El verano que nos debemos
Hay estaciones que huelen a promesa. El verano, para muchas, ha sido siempre la gran metáfora de la libertad: la ropa ligera, las horas dilatadas, los cuerpos que se sueltan o el deseo que se insinúa sin necesidad de excusas. Se nos ha enseñado que el estío es la gran tregua del año. Pero para nosotras, las mujeres, esa tregua viene llena de condiciones.
Caminar solas en la noche tibia de un pueblo del Bajo Aragón, volver de un concierto por una carretera comarcal, compartir una risa en la barra de un bar cualquiera en Huesca o bailar entre multitudes en un festival cerca del Ebro sigue teniendo un coste: pensar en la ropa, vigilar el vaso, fingir indiferencia frente a miradas invasivas, calcular la ruta de regreso, enviar un “ya he llegado” antes de dormir. No es libertad si no podemos vivirla sin miedo.
Lo sabemos bien en Aragón, donde las calles se llenan de gente cada verano, donde los pueblos se reinventan con ferias, fiestas patronales, festivales de música, mercadillos y encuentros culturales que celebran la vida. Pero en esa celebración también se filtran las cifras: agresiones, tocamientos, violencia sexual. En espacios que deberían ser seguros, compartidos y gozosos, la desigualdad se cuela con la música de fondo. A menudo disfrazada de broma, de ligoteo mal entendido, de derecho al deseo unilateral.

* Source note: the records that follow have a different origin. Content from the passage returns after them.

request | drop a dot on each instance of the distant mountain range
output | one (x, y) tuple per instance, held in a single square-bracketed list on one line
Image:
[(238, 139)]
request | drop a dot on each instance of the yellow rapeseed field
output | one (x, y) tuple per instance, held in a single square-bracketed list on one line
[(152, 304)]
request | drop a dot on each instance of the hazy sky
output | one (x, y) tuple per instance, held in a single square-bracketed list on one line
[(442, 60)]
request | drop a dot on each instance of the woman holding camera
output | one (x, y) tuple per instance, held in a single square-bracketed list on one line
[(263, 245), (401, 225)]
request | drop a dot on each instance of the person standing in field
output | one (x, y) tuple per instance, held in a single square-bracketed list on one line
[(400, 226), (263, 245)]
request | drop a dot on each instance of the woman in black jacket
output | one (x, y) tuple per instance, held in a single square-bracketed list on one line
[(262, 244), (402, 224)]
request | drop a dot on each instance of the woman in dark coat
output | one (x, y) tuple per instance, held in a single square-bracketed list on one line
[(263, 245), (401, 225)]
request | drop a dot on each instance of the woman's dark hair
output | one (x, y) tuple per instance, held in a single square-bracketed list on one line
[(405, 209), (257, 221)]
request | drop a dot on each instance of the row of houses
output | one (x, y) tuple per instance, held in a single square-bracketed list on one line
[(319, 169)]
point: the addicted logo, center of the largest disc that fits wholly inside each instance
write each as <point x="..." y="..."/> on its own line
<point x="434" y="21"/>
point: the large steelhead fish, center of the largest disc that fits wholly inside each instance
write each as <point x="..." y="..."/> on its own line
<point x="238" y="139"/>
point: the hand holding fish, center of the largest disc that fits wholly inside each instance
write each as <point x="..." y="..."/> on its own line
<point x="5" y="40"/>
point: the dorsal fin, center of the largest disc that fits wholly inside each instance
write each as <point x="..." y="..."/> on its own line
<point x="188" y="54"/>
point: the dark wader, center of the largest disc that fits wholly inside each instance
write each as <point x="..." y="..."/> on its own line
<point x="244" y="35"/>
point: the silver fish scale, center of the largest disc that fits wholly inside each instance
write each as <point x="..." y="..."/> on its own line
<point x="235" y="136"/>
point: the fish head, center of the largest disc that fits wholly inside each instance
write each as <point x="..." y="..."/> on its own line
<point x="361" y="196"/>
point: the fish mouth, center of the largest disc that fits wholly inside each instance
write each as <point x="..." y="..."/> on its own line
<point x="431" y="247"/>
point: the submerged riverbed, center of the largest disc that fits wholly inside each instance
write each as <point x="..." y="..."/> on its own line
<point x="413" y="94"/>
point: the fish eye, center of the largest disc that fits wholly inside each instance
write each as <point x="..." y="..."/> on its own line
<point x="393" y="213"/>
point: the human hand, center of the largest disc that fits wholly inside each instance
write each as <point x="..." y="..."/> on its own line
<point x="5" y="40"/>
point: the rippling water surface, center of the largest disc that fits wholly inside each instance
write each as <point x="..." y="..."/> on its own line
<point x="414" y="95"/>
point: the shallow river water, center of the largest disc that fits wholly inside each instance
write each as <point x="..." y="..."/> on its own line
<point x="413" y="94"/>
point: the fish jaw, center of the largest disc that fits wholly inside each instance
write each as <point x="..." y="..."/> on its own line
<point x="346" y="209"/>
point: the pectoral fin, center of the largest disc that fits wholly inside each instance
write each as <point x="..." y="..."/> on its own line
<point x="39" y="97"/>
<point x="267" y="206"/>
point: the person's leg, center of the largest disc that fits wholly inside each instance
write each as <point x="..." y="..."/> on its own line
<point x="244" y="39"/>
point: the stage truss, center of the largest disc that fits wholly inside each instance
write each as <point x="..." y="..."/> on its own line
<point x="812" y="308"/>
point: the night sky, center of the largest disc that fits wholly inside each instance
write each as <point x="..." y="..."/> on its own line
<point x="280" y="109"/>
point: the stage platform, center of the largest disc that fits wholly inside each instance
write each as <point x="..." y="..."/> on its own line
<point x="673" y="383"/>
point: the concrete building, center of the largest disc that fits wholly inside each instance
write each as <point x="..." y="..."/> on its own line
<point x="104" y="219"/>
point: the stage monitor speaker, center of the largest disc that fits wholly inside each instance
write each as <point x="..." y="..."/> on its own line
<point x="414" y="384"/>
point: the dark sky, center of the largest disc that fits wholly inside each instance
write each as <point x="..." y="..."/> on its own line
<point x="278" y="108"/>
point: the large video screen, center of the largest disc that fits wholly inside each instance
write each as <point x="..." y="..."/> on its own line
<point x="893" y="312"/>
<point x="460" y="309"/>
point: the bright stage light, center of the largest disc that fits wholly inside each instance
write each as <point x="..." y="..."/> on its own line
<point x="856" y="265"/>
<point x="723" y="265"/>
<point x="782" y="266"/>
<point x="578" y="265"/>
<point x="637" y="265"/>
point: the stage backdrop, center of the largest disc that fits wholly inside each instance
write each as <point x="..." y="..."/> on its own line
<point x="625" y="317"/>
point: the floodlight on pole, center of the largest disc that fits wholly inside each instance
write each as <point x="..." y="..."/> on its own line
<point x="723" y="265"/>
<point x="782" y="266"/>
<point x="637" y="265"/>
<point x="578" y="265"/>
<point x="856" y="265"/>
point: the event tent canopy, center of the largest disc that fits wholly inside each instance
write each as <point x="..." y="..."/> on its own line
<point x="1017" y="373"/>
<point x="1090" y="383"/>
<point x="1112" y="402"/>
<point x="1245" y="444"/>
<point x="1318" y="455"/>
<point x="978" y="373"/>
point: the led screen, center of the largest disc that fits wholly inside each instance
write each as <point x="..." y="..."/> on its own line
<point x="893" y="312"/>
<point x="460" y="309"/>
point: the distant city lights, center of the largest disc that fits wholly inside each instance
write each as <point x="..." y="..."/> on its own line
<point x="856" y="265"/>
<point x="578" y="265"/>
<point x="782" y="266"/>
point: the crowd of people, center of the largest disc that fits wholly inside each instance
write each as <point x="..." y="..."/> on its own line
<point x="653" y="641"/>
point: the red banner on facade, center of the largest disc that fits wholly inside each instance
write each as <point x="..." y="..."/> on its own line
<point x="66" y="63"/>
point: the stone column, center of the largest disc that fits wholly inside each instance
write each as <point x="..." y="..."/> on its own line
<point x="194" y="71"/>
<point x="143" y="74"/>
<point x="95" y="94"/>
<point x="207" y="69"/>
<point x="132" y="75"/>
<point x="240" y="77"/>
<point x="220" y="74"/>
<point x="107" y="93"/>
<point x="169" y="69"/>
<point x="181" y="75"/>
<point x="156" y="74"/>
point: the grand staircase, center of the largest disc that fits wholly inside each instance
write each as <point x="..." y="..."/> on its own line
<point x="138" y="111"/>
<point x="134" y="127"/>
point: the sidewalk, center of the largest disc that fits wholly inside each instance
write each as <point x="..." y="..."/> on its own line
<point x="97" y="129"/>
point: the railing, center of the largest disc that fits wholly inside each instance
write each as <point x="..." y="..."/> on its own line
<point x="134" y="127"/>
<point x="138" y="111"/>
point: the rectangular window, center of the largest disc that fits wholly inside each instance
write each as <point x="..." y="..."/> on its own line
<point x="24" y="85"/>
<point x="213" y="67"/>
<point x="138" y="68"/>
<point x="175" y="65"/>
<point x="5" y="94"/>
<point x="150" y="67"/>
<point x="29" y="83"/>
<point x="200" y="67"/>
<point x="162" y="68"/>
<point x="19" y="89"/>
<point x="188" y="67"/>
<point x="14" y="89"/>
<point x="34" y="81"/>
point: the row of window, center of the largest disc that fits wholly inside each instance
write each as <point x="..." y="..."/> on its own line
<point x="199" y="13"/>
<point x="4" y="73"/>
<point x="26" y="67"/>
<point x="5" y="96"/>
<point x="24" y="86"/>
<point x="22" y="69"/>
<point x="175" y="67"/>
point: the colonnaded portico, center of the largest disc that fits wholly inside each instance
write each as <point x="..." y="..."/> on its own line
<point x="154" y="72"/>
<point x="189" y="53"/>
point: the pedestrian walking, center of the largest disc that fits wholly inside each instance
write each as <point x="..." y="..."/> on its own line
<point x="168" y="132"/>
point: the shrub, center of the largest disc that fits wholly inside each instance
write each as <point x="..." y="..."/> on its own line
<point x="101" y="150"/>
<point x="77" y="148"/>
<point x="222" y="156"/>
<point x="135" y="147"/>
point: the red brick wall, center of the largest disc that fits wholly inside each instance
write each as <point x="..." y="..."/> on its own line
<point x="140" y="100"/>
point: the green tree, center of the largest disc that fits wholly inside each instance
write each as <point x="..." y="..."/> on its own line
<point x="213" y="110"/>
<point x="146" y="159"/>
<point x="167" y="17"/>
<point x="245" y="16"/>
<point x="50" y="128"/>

El verano también es un espejo: de lo que aún no hemos resuelto, de lo que toleramos en nombre del ocio y del silencio cómplice que calla cuando debería actuar. Y frente a ese espejo, muchas mujeres hemos aprendido a modular nuestra presencia, a reducir nuestro espacio y a calcular cada risa. El precio de no hacerlo, demasiadas veces, ha sido la humillación o la violencia.
Pero resistimos. Como lo hacen también muchas iniciativas humildes, pero imprescindibles. Esas que convierten una plaza en un espacio seguro, que incluyen protocolos feministas en los eventos, que forman a profesionales para detectar situaciones de riesgo, que incorporan puntos violeta y que entienden que no se trata de moralizar el deseo, sino de garantizar que el placer no se ejerza sobre el miedo de otras.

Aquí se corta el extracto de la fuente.